The international community has set itself ambitious targets to ensure healthy lives for all, aiming for ‘Universal Health Coverage’ (UHC) by 2030, and to deliver the promise of the Global Goals to ‘leave no one behind’. While progress is being achieved in some areas, such as increasing the overall coverage of essential vaccines, and tackling diseases of poverty, in many countries, progress is mixed or even reversing. Struggling health systems, insufficient progress on malnutrition, and high disease burdens remain serious challenges, and many of the most marginalised and remote communities are still denied effective health services.
The UK has long been a leader on global health, for example, as a leading donor to organisations such as Gavi, The Vaccine Alliance, and the Global Fund to Fight AIDS, TB and Malaria. It funds extensive nutrition and food security programmes around the world. And support from the Department for International Development (DFID) helps countries to strengthen and increasingly take ownership of their own health services.

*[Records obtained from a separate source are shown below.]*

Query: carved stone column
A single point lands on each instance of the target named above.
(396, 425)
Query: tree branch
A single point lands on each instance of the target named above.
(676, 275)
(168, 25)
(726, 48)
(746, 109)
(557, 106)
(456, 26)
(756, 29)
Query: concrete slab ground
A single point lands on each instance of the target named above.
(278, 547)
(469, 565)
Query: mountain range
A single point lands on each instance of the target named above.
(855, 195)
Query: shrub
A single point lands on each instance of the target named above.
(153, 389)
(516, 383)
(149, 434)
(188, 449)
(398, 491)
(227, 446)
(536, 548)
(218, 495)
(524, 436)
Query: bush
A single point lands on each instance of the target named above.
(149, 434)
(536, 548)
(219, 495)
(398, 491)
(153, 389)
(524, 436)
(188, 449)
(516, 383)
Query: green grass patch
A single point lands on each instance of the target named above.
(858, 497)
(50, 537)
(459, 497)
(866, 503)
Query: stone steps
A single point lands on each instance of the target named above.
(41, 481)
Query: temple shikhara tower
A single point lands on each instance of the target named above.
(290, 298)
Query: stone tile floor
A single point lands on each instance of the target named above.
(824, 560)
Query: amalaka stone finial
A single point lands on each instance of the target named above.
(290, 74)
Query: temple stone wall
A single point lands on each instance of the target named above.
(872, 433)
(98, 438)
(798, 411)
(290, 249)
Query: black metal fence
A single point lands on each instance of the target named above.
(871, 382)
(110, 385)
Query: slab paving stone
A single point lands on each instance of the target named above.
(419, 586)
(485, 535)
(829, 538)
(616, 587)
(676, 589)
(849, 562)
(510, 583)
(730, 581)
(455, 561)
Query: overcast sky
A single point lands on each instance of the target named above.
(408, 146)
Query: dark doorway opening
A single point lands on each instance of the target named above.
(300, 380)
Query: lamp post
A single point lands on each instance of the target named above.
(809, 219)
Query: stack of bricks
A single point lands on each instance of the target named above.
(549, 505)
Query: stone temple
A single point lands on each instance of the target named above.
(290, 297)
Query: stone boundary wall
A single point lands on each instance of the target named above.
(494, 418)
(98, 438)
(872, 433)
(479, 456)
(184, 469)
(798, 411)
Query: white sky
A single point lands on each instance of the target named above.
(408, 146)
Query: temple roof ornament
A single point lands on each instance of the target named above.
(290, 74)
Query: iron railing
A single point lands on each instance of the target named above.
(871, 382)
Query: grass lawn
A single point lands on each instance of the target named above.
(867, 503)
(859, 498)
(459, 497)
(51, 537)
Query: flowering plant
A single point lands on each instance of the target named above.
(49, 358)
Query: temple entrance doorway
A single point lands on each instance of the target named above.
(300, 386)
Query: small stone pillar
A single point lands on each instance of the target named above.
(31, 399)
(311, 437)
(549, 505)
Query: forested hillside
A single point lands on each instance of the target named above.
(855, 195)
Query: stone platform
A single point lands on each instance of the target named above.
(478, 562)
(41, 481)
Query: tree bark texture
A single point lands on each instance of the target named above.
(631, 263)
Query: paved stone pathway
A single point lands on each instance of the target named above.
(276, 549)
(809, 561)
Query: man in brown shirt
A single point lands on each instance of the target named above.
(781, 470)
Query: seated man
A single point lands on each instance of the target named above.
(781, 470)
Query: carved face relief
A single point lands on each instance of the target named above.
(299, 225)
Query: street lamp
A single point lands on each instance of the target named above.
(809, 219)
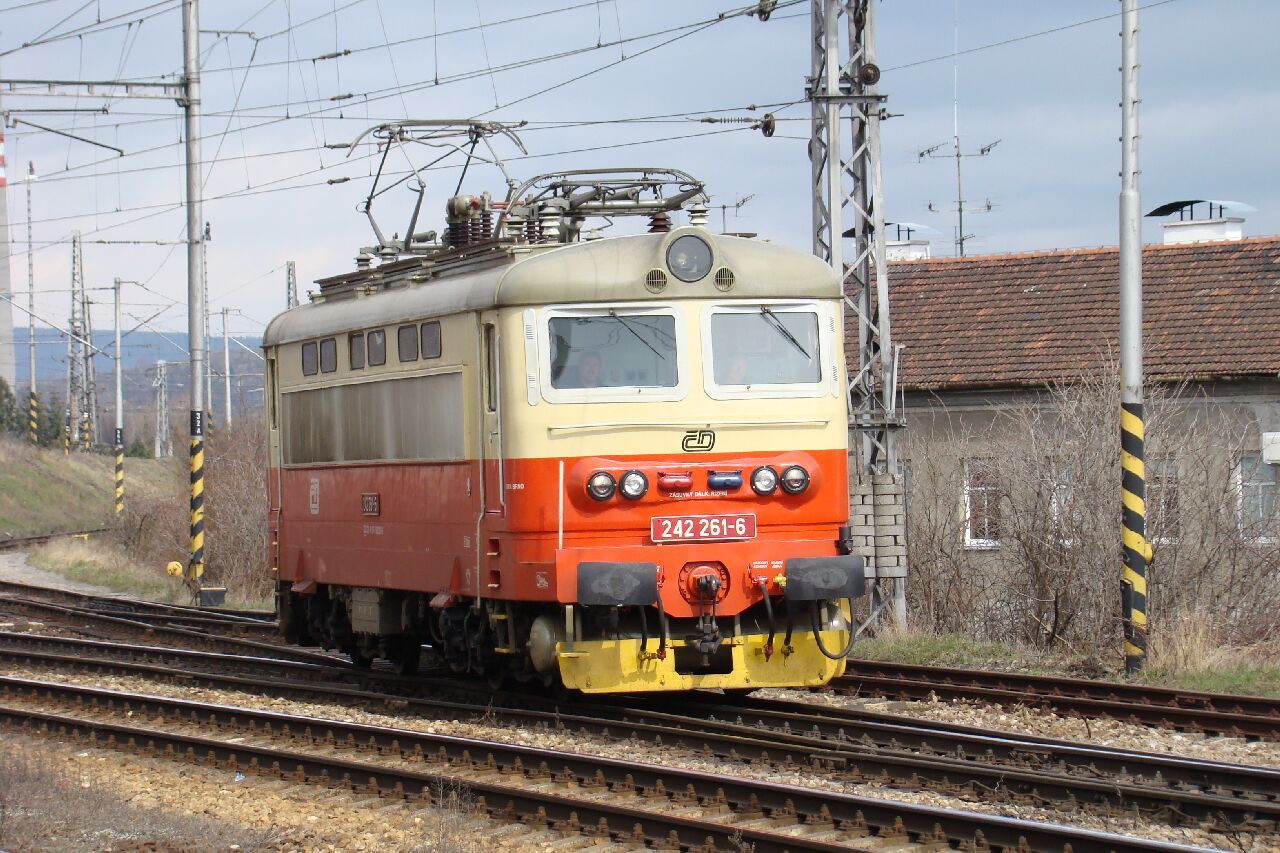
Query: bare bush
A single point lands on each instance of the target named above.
(237, 506)
(1050, 576)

However, UK aid priorities are changing to focus more on security and economic development, creating a real risk that human development programmes – such as those that fund health and education – will be reduced. While economic development has been a major factor in more than halving poverty rates since the 1990s, evidence shows that countries that provide health and education services improve their economic development, as well as being the right thing to do. It is critical that DFID’s spending on global health is increased as a proportion of its overall budget, with UK spending on global health rising to 0.1% of Gross National Income (GNI). Failing to focus UK aid spending sufficiently on global health risks a reversal of the progress that has been made.